First of all, I wouldn't use the "Enabled" or "Exists" property for an object identification. If you want to wait for an object to be enabled, use a WaitProperty method off the object and check for "Enabled" = true. For object existance, I would use "WaitAliasChild" to retrieve the object via the Alias and then check "If object.Exists".
Secondly, if there is more than one item on the page with a class that matches btn*, it will find whatever the first one is.

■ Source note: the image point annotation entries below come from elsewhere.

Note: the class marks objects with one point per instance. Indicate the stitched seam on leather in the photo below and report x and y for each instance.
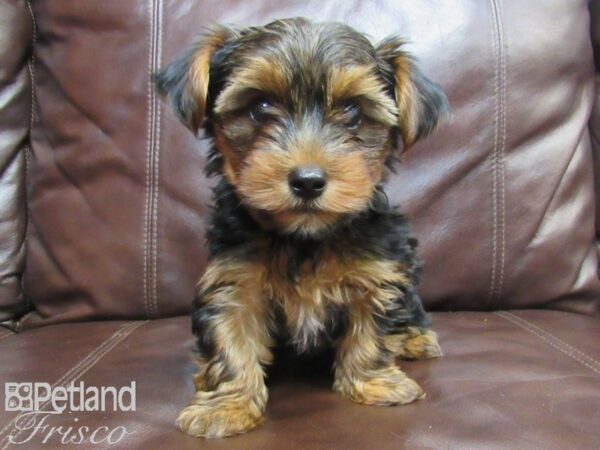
(554, 338)
(5, 335)
(150, 214)
(78, 366)
(74, 373)
(27, 149)
(23, 319)
(498, 188)
(550, 339)
(503, 59)
(159, 26)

If there is a caption, contentText, innerText, or some other property, that would probably be better to include in the properties to identify the object. Maybe an ObjectIdentifier or an idStr property as well. The warning is there to tell you that your mapping found something but that, because of the properties you've selected, it couldn't find your EXACT item but found something similar.
Hi,
I am second to Robert.
WaitAliasChild (like any WaitXXXmethod) is standard and recommended way to check if the reference to the object can be get and do not post any messages to the log if the object does not exist.
Also, I do not think that recognition hint in the log results in significant performance penalty. I believe that while searching for the requested object, TestComplete analyses how well every found object matches search criteria and just displays the most close match candidate if the sought for object is not found.